The fourth book in question is another work of Maurolycus, the Opuscula Mathematica, Venice, 1575, 4to. On the title it appears that this collection was then published for the first time. It consists of a collection of tracts, and a work on arithmetic with a second title page of the same place and date as the first. Here, as often happens, is a source of confusion: in binding, these works are separated, each title page being made the beginning of a separate work. Two things are very common at the date now before us, the binding up of different publications in one, and the distribution of one publication under different title pages, often without any mark by which to know that all the titles belong to one work.
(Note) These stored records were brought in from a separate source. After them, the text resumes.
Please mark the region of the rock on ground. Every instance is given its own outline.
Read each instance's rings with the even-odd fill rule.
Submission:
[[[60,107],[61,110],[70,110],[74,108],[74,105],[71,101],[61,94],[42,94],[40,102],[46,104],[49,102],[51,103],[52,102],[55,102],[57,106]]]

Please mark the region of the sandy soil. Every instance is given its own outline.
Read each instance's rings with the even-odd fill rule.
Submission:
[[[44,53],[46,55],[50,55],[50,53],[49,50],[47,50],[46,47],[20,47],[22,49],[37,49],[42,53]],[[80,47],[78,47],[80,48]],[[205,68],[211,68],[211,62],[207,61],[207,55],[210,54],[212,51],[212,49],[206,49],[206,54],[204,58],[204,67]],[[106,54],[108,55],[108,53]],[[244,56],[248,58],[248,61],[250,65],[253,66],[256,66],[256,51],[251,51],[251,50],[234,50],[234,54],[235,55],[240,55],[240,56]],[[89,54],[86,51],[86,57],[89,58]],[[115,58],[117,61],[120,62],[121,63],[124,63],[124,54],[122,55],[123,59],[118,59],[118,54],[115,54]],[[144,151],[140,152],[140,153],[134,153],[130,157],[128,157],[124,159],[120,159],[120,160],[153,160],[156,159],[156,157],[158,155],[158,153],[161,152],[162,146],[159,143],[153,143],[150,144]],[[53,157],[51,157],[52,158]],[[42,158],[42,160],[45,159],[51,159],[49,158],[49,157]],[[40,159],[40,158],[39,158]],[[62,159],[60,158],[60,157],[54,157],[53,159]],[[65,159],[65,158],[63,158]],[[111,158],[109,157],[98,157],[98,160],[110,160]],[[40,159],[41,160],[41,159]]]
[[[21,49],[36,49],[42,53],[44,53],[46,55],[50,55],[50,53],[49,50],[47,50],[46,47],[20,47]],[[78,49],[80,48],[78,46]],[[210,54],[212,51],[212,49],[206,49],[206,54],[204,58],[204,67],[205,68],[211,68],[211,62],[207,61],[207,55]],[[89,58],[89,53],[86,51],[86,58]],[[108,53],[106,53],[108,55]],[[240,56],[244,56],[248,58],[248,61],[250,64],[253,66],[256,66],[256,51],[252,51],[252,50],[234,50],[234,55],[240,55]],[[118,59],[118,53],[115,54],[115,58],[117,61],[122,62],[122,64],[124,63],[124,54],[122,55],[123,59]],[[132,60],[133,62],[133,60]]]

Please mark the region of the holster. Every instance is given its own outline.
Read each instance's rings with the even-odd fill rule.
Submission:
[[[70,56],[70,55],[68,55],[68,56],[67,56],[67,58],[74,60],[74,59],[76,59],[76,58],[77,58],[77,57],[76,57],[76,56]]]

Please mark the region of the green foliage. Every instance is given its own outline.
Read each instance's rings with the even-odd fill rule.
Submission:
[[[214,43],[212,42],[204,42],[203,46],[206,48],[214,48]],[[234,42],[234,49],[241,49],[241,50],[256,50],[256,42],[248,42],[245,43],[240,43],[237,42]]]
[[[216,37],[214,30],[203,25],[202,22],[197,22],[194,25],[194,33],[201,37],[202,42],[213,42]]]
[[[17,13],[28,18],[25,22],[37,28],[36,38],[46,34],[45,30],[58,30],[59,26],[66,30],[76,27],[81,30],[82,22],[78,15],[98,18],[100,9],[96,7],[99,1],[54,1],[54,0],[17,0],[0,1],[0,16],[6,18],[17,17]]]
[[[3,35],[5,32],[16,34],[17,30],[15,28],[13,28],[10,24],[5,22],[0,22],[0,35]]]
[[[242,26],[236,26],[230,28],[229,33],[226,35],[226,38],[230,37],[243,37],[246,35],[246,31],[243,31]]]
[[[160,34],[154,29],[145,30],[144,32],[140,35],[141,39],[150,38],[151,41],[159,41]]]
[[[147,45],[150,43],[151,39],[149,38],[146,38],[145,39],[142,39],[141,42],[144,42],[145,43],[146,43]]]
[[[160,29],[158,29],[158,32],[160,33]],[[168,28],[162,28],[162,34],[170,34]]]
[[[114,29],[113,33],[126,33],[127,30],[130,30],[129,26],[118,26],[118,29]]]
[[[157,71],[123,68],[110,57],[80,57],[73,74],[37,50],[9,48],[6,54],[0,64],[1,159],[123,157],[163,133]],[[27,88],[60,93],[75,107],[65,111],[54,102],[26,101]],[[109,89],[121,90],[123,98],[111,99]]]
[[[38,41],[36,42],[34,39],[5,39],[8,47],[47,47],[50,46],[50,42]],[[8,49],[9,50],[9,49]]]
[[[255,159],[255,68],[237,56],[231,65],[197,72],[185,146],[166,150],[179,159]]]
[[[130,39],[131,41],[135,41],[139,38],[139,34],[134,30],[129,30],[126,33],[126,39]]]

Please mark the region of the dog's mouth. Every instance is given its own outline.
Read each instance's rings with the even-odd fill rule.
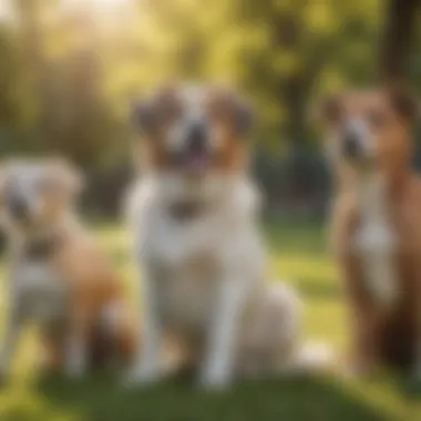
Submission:
[[[183,154],[183,166],[188,173],[202,174],[210,166],[207,151],[186,151]]]

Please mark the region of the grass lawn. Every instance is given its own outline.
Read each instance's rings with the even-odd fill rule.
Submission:
[[[324,227],[267,223],[265,233],[274,278],[292,283],[304,297],[308,338],[326,340],[340,352],[348,330]],[[135,273],[124,230],[106,226],[97,234],[133,291]],[[35,358],[35,341],[29,332],[16,358],[11,380],[0,389],[0,421],[421,420],[421,396],[411,392],[404,379],[387,374],[370,382],[273,379],[240,384],[226,392],[201,391],[188,382],[125,390],[120,379],[107,374],[83,381],[42,378],[34,369]]]

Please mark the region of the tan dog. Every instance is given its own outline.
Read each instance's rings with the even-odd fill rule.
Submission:
[[[41,328],[48,362],[71,377],[104,358],[129,362],[133,320],[120,279],[75,216],[79,174],[60,160],[18,161],[3,165],[0,183],[11,264],[2,376],[29,322]]]
[[[160,376],[167,333],[205,386],[290,368],[300,300],[266,277],[259,197],[247,172],[249,107],[225,89],[168,88],[142,101],[134,122],[144,173],[130,207],[145,326],[131,380]]]
[[[351,306],[356,374],[421,369],[421,182],[410,95],[351,93],[324,106],[337,175],[333,246]]]

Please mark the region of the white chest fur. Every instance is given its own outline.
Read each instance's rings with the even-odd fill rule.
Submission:
[[[13,305],[28,321],[60,324],[66,314],[63,279],[45,263],[21,263],[12,276]]]
[[[392,305],[398,295],[396,243],[390,224],[384,181],[370,175],[357,188],[359,228],[356,251],[362,264],[366,288],[381,306]]]

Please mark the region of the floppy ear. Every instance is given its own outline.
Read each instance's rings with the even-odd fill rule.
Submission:
[[[414,95],[404,88],[389,88],[388,96],[398,114],[407,120],[414,121],[420,112],[419,103]]]
[[[333,94],[321,101],[316,110],[316,121],[325,124],[337,123],[342,115],[343,96]]]

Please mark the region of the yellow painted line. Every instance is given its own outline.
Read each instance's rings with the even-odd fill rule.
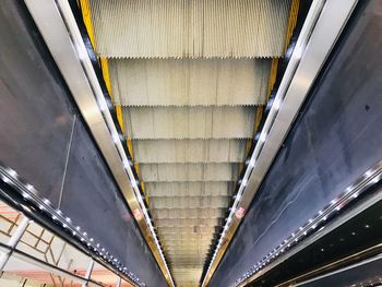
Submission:
[[[79,3],[80,3],[80,8],[82,11],[82,17],[84,20],[88,37],[89,37],[91,43],[93,45],[93,49],[96,50],[95,39],[94,39],[94,31],[93,31],[93,24],[92,24],[91,7],[89,7],[87,0],[79,0]]]
[[[83,20],[84,20],[84,23],[85,23],[85,27],[86,27],[88,37],[89,37],[91,43],[93,45],[93,49],[96,50],[96,44],[95,44],[95,38],[94,38],[94,29],[93,29],[93,24],[92,24],[92,12],[91,12],[91,7],[88,4],[88,0],[77,0],[77,3],[80,4],[81,11],[82,11],[82,16],[83,16]],[[108,61],[107,61],[107,59],[105,57],[100,57],[99,58],[99,65],[100,65],[102,72],[103,72],[103,77],[104,77],[104,81],[105,81],[105,84],[106,84],[106,88],[107,88],[107,91],[109,93],[111,101],[115,103],[114,101],[114,97],[112,97],[112,88],[111,88],[111,82],[110,82],[109,64],[108,64]],[[115,105],[115,108],[116,108],[116,112],[117,112],[118,123],[119,123],[123,134],[126,134],[124,133],[124,124],[123,124],[122,107],[121,107],[121,105],[117,104],[117,105]],[[134,158],[131,139],[127,140],[127,145],[128,145],[128,150],[129,150],[129,153],[130,153],[131,157]],[[136,174],[138,174],[138,176],[140,178],[139,164],[135,163],[134,167],[135,167]],[[147,198],[147,195],[145,193],[144,182],[143,181],[141,181],[141,187],[142,187],[143,194],[145,195],[145,199],[146,199],[146,201],[148,203],[148,198]]]
[[[291,4],[290,4],[290,12],[289,12],[288,27],[287,27],[286,38],[285,38],[284,51],[286,51],[286,49],[288,48],[291,34],[294,33],[294,29],[296,27],[298,10],[300,8],[300,1],[301,0],[293,0]]]

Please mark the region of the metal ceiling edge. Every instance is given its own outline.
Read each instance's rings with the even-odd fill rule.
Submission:
[[[235,216],[236,211],[244,212],[250,206],[356,3],[357,0],[347,1],[345,4],[314,0],[311,4],[270,115],[241,179],[224,231],[202,278],[202,287],[208,285],[243,218]]]
[[[175,286],[133,171],[103,96],[92,62],[67,1],[25,0],[116,182],[169,286]],[[128,174],[128,175],[127,175]]]

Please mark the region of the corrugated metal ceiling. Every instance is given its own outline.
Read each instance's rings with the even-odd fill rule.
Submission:
[[[250,58],[282,55],[290,0],[89,2],[171,273],[198,286],[265,101]]]
[[[289,1],[91,0],[99,55],[279,57]]]

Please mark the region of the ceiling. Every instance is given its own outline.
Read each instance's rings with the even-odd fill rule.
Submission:
[[[177,286],[224,223],[289,0],[91,0],[96,51]]]

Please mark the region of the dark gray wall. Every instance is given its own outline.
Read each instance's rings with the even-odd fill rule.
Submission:
[[[232,286],[382,158],[382,1],[363,1],[211,287]]]
[[[20,2],[0,4],[0,162],[147,286],[167,286]]]

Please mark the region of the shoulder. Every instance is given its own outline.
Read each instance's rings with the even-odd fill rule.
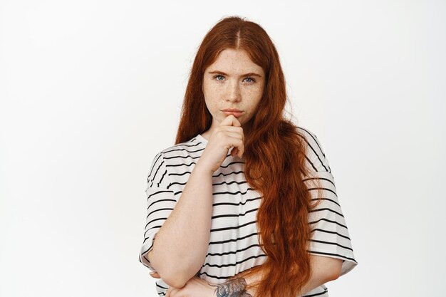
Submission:
[[[204,149],[204,144],[197,137],[195,137],[190,140],[166,147],[160,151],[157,155],[160,155],[165,159],[169,159],[175,156],[188,155],[201,151],[202,149]]]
Hence catalogues sometimes represent different publications as one, and sometimes represent one publication under several heads; the binder being the authority in both cases. On looking (14) more narrowly, to see whether the work itself gives any information on this point, we find, on the verso (15) of the first title page, a table of contents, at the end of which is "Quibus omnibus arithmeticorum libri duo demum accesserunt." This is conclusive as to one difficulty, but it introduces another. The word demum usually indicates that the edition in question is not the first; at last, we are told, the two books of arithmetic are added. Either then there are previous editions without the arithmetic, or at last the arithmetic is added, and a new title-page, probably of later date, printed before all. Nevertheless, we can find no indication of any earlier edition or earlier title-page. None is mentioned; the arithmetic [13] now under consideration has in it a list of works, distinguishing and dating those which were printed, but not containing anything to our present purpose. The maker of a catalogue would be compelled to raise the doubt of a second edition, or of a title-page with a new date, unless he happened to know that Maurolycus died in 1575. We now learn the meaning of demum: the work had been waiting for the arithmetic, which the author could not or would not finish, and his death at last enabled the publisher to obtain the manuscript, and complete the undertaking. This view of the case is enforced by our finding the arithmetic wholly destitute of preface or introduction, and with some gaps in the manuscript.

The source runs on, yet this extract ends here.